Bikram: Yogi, Guru, Predator traces both the origins of Bikram’s hot yoga practises – 26 positions, though perhaps not the kind he’d most like, performed in a room heated to over 100 degrees Fahrenheit – and his delusional, narcissistic self-mythologizing, which came with him from Kolkata, where he was born in 1944, to the United States, where he arrived in the 70s, apparently at the request of Richard Nixon. His bizarre claims include having taught yoga to NASA astronauts and invented the disco ball; difficult to believe at the best of times, but especially since evidence uncovered by both ESPN’s “30 for 30” podcast and Jerome Armstrong’s book Calcutta Yoga have proven even Bikram’s earliest claims of training and accolades to be fabrications.

But what is undeniable is the explosive popularity Bikram yoga enjoyed and the cult of personality that formed around Choudhury, who became through his own efforts and the effectiveness of his techniques a kind of eccentric secular leader. Various endorsements from celebrity clientele didn’t hurt. Most of his fortune – which reportedly climbed to $75 million and included a fleet of luxury cars – was amassed through exclusive teacher-training sessions, held twice yearly and for nine weeks at a time in isolated retreats, and costing $10,000. Graduates of these courses could open their own Bikram schools, but only with Choudhury’s express permission, meaning he kept a tyrannical stranglehold on the hot yoga industry – at one point he tried to sue Raquel Welch for stealing his techniques in an exercise book, which New York studio owner Greg Gumucio told ABC News was as legally ludicrous as Arnold Schwarzenegger trying to copyright bench presses and bicep curls.

But Choudhury’s control was nonetheless absolute, and to oppose him, either in business or by exposing his predatory and flagrantly bigoted behaviour, was to risk social and financial ruin.

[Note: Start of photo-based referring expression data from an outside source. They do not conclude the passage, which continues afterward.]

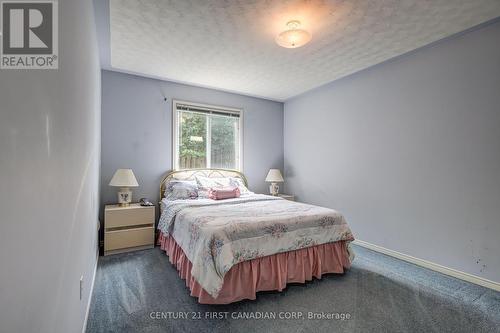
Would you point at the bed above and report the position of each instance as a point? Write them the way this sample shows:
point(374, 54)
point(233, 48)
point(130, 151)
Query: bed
point(228, 250)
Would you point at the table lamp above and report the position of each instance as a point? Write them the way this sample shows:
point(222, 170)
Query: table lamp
point(124, 178)
point(274, 176)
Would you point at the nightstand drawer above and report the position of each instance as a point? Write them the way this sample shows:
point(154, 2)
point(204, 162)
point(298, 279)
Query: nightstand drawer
point(129, 217)
point(120, 239)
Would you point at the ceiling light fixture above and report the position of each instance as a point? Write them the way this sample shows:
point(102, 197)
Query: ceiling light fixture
point(293, 37)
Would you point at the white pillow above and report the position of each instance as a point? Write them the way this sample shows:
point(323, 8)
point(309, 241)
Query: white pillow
point(181, 189)
point(206, 183)
point(238, 182)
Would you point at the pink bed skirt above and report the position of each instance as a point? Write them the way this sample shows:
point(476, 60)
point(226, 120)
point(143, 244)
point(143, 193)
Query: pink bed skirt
point(273, 272)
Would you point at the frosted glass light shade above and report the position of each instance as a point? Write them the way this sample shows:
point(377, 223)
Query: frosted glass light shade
point(293, 37)
point(123, 178)
point(274, 176)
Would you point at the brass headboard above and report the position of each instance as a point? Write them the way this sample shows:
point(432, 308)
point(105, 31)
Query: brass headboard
point(190, 174)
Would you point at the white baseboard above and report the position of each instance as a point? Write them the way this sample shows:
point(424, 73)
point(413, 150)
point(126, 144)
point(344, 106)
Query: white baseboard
point(433, 266)
point(90, 294)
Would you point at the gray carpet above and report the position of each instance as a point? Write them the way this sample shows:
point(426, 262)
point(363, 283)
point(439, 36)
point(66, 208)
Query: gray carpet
point(378, 294)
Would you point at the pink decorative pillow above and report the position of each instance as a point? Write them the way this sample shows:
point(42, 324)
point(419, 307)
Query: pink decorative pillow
point(224, 193)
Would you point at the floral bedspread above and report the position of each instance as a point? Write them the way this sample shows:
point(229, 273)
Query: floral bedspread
point(216, 235)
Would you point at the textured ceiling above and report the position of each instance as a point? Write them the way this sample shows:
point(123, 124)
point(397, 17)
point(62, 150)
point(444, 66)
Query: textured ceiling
point(230, 44)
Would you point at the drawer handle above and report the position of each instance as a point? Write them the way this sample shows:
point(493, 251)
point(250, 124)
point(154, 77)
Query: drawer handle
point(128, 227)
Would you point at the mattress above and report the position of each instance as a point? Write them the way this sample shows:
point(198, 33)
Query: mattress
point(216, 235)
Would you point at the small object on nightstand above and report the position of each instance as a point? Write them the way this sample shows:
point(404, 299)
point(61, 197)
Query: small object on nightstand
point(287, 196)
point(124, 178)
point(274, 177)
point(145, 202)
point(128, 228)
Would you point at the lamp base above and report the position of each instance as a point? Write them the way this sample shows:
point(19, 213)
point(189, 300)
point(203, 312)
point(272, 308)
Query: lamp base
point(274, 188)
point(124, 196)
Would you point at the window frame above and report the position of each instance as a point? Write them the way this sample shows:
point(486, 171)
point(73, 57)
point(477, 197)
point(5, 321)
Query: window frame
point(175, 131)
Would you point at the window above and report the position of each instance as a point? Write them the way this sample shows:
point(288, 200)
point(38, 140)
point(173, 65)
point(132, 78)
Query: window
point(206, 136)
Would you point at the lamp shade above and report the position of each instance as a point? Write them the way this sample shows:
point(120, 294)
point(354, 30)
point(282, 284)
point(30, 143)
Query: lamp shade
point(274, 176)
point(124, 178)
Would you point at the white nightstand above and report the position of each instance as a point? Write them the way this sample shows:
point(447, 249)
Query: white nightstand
point(128, 228)
point(286, 196)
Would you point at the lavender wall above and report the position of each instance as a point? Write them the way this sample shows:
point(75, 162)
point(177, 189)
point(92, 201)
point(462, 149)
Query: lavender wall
point(137, 131)
point(409, 151)
point(49, 200)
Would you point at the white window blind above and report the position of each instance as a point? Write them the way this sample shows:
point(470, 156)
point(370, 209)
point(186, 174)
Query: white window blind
point(206, 136)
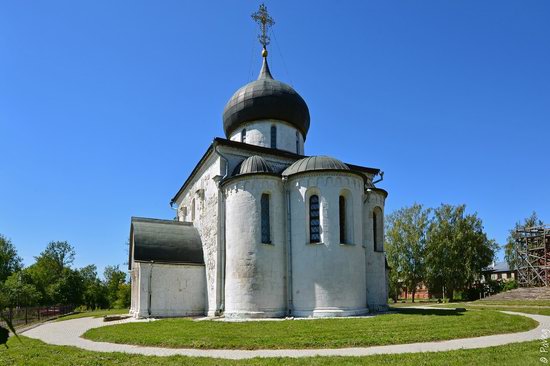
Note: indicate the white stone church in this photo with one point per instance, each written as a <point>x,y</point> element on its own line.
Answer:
<point>263,230</point>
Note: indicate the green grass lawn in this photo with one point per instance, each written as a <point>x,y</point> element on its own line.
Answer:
<point>407,326</point>
<point>480,306</point>
<point>35,353</point>
<point>514,302</point>
<point>95,314</point>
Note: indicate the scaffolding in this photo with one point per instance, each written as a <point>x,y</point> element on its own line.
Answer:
<point>533,256</point>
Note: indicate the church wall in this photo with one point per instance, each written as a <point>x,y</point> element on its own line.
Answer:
<point>259,133</point>
<point>255,272</point>
<point>377,285</point>
<point>328,278</point>
<point>176,290</point>
<point>199,204</point>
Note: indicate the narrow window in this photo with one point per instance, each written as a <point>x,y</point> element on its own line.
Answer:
<point>273,137</point>
<point>314,222</point>
<point>374,231</point>
<point>266,232</point>
<point>342,207</point>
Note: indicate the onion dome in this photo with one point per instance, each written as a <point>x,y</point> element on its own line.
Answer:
<point>254,164</point>
<point>265,99</point>
<point>315,163</point>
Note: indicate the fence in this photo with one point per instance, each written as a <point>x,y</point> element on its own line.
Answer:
<point>28,315</point>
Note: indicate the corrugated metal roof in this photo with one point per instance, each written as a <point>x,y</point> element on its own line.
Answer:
<point>164,241</point>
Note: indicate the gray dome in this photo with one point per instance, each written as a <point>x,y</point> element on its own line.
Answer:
<point>264,99</point>
<point>315,163</point>
<point>254,164</point>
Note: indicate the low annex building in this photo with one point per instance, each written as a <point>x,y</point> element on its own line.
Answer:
<point>263,230</point>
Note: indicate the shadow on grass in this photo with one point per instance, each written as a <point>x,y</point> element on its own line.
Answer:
<point>441,312</point>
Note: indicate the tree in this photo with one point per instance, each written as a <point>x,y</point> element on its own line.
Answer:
<point>123,296</point>
<point>10,262</point>
<point>95,292</point>
<point>510,248</point>
<point>457,249</point>
<point>19,292</point>
<point>51,273</point>
<point>60,252</point>
<point>406,246</point>
<point>113,278</point>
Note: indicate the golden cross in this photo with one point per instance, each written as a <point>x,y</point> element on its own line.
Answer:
<point>265,21</point>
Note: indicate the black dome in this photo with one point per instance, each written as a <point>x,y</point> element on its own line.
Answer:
<point>253,164</point>
<point>315,163</point>
<point>263,99</point>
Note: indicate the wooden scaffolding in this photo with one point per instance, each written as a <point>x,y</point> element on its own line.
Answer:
<point>533,255</point>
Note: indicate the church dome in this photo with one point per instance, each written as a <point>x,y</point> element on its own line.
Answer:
<point>254,164</point>
<point>266,99</point>
<point>315,163</point>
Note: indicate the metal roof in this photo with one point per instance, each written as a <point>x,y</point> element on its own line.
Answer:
<point>165,241</point>
<point>315,163</point>
<point>264,99</point>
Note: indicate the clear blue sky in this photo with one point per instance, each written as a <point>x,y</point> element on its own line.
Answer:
<point>106,106</point>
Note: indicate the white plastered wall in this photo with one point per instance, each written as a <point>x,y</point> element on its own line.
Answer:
<point>328,278</point>
<point>176,290</point>
<point>377,285</point>
<point>259,133</point>
<point>202,195</point>
<point>255,271</point>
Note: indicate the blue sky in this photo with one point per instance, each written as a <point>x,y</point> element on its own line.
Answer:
<point>106,106</point>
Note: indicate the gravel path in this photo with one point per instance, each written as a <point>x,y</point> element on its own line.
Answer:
<point>68,333</point>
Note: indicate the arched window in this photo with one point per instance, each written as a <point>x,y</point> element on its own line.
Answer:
<point>314,220</point>
<point>343,227</point>
<point>377,227</point>
<point>266,230</point>
<point>273,137</point>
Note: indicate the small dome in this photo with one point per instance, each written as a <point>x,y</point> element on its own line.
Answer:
<point>315,163</point>
<point>265,99</point>
<point>254,164</point>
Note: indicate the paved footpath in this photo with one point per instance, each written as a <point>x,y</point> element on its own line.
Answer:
<point>68,333</point>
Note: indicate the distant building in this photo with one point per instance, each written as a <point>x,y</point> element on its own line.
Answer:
<point>498,272</point>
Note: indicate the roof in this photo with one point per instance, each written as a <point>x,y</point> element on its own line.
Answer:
<point>253,164</point>
<point>164,241</point>
<point>255,150</point>
<point>266,99</point>
<point>315,163</point>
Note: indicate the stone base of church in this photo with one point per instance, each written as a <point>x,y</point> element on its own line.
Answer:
<point>329,313</point>
<point>238,315</point>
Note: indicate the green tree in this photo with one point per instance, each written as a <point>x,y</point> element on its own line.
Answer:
<point>10,262</point>
<point>95,292</point>
<point>49,273</point>
<point>114,277</point>
<point>406,246</point>
<point>19,291</point>
<point>68,289</point>
<point>510,248</point>
<point>123,296</point>
<point>457,250</point>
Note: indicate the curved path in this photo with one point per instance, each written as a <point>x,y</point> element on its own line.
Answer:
<point>68,333</point>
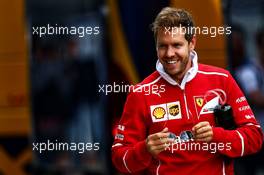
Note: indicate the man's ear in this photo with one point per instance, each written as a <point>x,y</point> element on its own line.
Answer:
<point>192,43</point>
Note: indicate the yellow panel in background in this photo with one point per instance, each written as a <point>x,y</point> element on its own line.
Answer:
<point>14,100</point>
<point>208,13</point>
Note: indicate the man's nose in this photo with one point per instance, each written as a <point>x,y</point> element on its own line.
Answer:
<point>170,52</point>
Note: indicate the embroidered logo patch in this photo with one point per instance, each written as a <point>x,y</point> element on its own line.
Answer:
<point>159,112</point>
<point>174,110</point>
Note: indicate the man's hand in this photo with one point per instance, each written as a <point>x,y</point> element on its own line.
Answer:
<point>203,132</point>
<point>158,142</point>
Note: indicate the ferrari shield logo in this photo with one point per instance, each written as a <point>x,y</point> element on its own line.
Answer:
<point>199,101</point>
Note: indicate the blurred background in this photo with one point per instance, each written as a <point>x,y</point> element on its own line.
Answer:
<point>49,85</point>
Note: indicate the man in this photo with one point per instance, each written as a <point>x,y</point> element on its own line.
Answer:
<point>173,130</point>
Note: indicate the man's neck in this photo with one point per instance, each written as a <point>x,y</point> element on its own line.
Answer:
<point>179,78</point>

Too much power was concentrated in his hands and those of his devotees, many of whom still operate Bikram studios in the US even today, in light of the allegations brought against him by the aforementioned Jafa-Bodden, and Larissa Anderson and Sarah Baughn, who came forward in 2014 and account for two of the strongest voices in Bikram: Yogi, Guru, Predator.

Orner’s film is compelling in its assemblage of decades of archive footage, court depositions and first-person testimony; the portrait it paints is essentially that of a madman whose grubby hands never left the thermostat of the sealed environment he created for his own unacceptable abuses. Brave women like Jafa-Bodden, Anderson and Baughn proved that old fable about frogs, like many or perhaps all of Bikram’s claims about his life and work, to be a falsehood. They leapt free of the pan before they were boiled, and gave no compliments to the chef. That he continues to turn up the heat abroad is a grave injustice that perhaps a film like Bikram: Yogi, Guru, Predator might help in some way to correct.